[Osmf-talk] A Better Map

Martijn van Exel mvexel at gmail.com
Wed Oct 22 21:56:16 UTC 2014

On Wed, Oct 22, 2014 at 2:51 PM, Simon Poole <simon at poole.ch> wrote:

> Am 22.10.2014 21:24, schrieb Kate Chapman:
> > ...
> > I'd say the size of the board to me is not necessarily the issue. I do
> > think however having a board elected completely just from the OSMF
> > membership isn't the best approach. Those elected from OSM
> > contributors (I frequently have seen in the past people post people's
> > OSM edits for board elections) are not necessarily the best to be on a
> > board. It does not allow the flexibility to seek out board members
> > with specialized skills. For example most of the board would not claim
> > to be experts in finance, or legal matters. I certainly think election
> > from part of the community is not a bad thing, but perhaps it isn't
> > the only way.
> >
> Hi Kate
> Your position on this seems to be similar to statements made during the
> just past OSM-US board elections.
> They seem to repeat a preconceived notion of a OSM contributor which is
> extremely one sided. OSM contributors big and small come from a wide
> range of professional backgrounds and without even venturing in to the
> realm of casual contributors, we have a pool of 50'000 to recruit  board
> and working group members from. Many which will trash non-editing so
> called experts in any field with their right hand bound behind their back.
50k is not many people at all, given that only very, very few among us are
true leaders and able to run an organization professionally. We would be
ill-advised to look only among our body of OSM contributors for good
governors of the project. (We had a discussion around the importance of
number of edits as a meaningful metric prior to the US Chapter board
elections last month,
I, as an old fart in this project, have personally experienced it as quite
refreshing top work with capable people on the US Chapter board that have a
much fresher perspective on OSM.

> We simply face the same challenge that every popular pastime faces that
> promises  power, money and influence. The people that actually enjoy the
> pastime would prefer allocating their time to what they enjoy, instead
> of to managing the organisation and will need a lot of convincing to
> "waste" their time on meta issues and power games, leaving control to
> people with different motives. It is not by chance that this topic is
> rising now when OSM is a clear success.

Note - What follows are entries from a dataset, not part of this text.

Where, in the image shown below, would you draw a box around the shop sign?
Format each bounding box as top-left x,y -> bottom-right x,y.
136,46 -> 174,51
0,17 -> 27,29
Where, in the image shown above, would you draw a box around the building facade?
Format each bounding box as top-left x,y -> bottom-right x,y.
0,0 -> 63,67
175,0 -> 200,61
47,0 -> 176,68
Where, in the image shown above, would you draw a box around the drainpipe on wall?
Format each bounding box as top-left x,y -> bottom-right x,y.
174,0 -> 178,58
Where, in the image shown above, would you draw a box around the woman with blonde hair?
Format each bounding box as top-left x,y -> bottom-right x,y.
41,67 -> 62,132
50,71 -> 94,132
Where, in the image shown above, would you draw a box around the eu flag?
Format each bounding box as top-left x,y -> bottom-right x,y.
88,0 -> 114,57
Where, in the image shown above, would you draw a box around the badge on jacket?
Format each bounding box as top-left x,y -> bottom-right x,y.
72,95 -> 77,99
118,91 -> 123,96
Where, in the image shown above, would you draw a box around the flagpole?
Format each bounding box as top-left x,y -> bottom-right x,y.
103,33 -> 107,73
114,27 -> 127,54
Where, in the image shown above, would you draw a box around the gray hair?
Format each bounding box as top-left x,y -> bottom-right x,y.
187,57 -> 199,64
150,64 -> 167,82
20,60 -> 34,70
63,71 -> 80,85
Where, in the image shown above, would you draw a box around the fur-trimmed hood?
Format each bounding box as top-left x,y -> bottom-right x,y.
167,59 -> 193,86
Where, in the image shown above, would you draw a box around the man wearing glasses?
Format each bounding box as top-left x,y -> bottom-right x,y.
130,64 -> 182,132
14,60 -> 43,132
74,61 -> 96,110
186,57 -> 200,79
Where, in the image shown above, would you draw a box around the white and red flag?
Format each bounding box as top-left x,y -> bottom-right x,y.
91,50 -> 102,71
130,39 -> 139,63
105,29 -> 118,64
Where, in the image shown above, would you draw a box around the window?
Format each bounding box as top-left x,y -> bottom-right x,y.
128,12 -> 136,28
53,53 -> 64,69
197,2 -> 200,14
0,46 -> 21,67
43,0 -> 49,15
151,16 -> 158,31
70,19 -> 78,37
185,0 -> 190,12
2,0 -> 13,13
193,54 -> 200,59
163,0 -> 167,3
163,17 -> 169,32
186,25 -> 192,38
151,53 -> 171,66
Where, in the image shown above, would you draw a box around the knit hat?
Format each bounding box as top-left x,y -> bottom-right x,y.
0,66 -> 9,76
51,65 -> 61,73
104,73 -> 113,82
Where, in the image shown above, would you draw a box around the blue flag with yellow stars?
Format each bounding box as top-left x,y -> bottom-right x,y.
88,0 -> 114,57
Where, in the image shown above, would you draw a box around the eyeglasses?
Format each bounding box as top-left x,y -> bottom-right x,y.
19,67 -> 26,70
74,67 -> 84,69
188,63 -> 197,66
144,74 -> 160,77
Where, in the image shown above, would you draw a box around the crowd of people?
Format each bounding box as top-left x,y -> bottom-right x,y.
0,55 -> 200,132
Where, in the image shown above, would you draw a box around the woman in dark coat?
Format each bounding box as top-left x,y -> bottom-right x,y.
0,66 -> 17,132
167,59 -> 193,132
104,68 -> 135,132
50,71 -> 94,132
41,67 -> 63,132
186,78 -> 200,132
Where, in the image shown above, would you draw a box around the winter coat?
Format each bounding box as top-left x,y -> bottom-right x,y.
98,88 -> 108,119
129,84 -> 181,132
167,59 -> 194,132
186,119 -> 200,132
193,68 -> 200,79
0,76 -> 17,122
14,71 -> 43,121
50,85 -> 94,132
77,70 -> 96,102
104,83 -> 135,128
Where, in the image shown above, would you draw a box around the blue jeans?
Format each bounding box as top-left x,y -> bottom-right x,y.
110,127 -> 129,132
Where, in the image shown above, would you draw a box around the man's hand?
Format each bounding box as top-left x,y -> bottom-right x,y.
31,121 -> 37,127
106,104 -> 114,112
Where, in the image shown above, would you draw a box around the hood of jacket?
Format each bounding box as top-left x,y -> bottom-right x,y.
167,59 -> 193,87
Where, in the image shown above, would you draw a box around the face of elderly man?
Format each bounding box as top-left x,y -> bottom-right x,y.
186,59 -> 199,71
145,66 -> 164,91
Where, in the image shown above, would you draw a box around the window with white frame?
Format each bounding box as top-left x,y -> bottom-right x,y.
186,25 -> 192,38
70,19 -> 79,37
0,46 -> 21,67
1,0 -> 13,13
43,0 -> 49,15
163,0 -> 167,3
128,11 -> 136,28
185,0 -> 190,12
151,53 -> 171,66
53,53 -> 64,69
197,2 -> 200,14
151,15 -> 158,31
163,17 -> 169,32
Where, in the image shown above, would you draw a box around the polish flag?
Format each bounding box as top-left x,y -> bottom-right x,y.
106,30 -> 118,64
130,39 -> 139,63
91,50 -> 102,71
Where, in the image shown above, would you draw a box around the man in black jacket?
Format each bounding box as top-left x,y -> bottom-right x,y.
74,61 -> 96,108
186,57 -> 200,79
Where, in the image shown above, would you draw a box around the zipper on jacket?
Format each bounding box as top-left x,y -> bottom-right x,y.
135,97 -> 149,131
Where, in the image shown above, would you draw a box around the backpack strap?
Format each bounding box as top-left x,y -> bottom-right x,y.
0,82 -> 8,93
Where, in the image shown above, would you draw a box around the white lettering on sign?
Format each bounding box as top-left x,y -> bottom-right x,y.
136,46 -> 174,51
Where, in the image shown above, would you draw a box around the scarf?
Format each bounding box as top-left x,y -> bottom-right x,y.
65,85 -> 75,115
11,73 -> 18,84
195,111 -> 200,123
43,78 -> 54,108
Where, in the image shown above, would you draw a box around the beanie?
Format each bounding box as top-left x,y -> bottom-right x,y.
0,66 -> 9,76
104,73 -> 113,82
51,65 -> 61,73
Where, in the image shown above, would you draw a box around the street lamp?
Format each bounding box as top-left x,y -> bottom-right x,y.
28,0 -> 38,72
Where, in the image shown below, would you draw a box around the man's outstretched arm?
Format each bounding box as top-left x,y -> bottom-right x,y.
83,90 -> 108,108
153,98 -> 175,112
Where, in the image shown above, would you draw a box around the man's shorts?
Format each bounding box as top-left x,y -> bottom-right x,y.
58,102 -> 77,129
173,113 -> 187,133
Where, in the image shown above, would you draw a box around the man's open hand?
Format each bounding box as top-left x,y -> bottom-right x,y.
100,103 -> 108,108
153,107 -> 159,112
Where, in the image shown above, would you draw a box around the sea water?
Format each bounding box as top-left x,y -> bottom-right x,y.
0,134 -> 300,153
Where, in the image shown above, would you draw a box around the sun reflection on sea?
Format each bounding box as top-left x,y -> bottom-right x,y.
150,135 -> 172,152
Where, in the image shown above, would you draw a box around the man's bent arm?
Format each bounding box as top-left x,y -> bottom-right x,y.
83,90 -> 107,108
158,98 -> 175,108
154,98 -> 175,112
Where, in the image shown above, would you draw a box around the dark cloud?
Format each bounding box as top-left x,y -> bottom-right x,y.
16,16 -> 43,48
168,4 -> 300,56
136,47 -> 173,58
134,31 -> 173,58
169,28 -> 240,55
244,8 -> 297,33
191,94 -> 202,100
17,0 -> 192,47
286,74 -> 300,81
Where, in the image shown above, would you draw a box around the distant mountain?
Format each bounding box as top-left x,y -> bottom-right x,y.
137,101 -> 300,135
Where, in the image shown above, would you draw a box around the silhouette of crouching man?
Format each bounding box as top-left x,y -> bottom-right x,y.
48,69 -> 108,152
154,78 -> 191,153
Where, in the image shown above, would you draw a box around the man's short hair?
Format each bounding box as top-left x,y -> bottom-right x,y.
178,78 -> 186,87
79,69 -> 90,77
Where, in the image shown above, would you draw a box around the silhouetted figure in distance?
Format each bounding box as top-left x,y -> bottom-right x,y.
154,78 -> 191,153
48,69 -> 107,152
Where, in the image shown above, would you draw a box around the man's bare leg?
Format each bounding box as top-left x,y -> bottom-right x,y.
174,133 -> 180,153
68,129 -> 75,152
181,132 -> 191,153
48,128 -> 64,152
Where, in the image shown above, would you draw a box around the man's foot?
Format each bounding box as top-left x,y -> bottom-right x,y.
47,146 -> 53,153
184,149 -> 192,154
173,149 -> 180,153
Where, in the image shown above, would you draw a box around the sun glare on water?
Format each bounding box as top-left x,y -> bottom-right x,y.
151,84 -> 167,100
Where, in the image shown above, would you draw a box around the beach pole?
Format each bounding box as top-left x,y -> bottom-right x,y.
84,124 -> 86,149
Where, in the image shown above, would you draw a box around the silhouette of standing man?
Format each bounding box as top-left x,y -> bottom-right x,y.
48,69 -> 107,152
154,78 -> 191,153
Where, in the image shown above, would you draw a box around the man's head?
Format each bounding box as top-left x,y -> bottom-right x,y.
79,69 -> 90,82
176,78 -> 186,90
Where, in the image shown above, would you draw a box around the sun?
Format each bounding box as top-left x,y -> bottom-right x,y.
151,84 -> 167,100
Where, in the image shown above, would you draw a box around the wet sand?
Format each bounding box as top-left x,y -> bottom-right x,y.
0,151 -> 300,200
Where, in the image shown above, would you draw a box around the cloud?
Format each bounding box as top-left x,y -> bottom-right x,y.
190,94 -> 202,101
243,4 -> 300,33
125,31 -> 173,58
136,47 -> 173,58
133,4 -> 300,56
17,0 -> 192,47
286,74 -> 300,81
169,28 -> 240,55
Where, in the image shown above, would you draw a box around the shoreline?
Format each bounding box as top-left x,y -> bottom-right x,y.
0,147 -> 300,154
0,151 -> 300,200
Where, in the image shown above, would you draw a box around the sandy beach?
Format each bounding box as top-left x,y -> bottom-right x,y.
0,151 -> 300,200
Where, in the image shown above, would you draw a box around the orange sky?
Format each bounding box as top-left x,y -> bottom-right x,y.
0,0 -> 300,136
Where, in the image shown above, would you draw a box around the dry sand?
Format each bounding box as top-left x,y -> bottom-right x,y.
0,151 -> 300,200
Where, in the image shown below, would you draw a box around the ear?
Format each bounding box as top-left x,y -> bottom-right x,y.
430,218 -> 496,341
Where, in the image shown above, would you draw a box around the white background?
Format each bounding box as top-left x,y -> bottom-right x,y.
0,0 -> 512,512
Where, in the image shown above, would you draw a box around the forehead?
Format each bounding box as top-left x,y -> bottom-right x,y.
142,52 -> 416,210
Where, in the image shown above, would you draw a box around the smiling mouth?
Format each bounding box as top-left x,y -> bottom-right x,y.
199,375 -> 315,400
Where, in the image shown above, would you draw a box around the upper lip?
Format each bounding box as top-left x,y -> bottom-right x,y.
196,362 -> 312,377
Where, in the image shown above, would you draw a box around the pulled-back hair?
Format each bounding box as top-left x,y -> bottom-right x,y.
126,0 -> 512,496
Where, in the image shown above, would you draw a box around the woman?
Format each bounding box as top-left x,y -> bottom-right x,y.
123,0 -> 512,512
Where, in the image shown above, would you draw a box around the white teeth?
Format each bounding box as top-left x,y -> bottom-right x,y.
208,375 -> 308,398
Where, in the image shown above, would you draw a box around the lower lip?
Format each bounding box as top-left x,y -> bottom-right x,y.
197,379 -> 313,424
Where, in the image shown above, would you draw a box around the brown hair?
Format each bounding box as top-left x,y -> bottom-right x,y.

Speaking of preconceived notions, there are a lot of them in these few

> You just need to look at the governing bodies of any major sport to know
> what happens. It isn't even necessary to consider the extremes of FIFA
> and the like. Though  I'm sure the arguments 110 years ago were very
> similar to those raised now. Non affiliated community members are
> already a minority in the OSMF board, not to mention OSM US that has a
> single token such member left.

And would you care to expand on the detrimental effect that has had on the
governance of OSM in the US, because that is what you are clearly implying?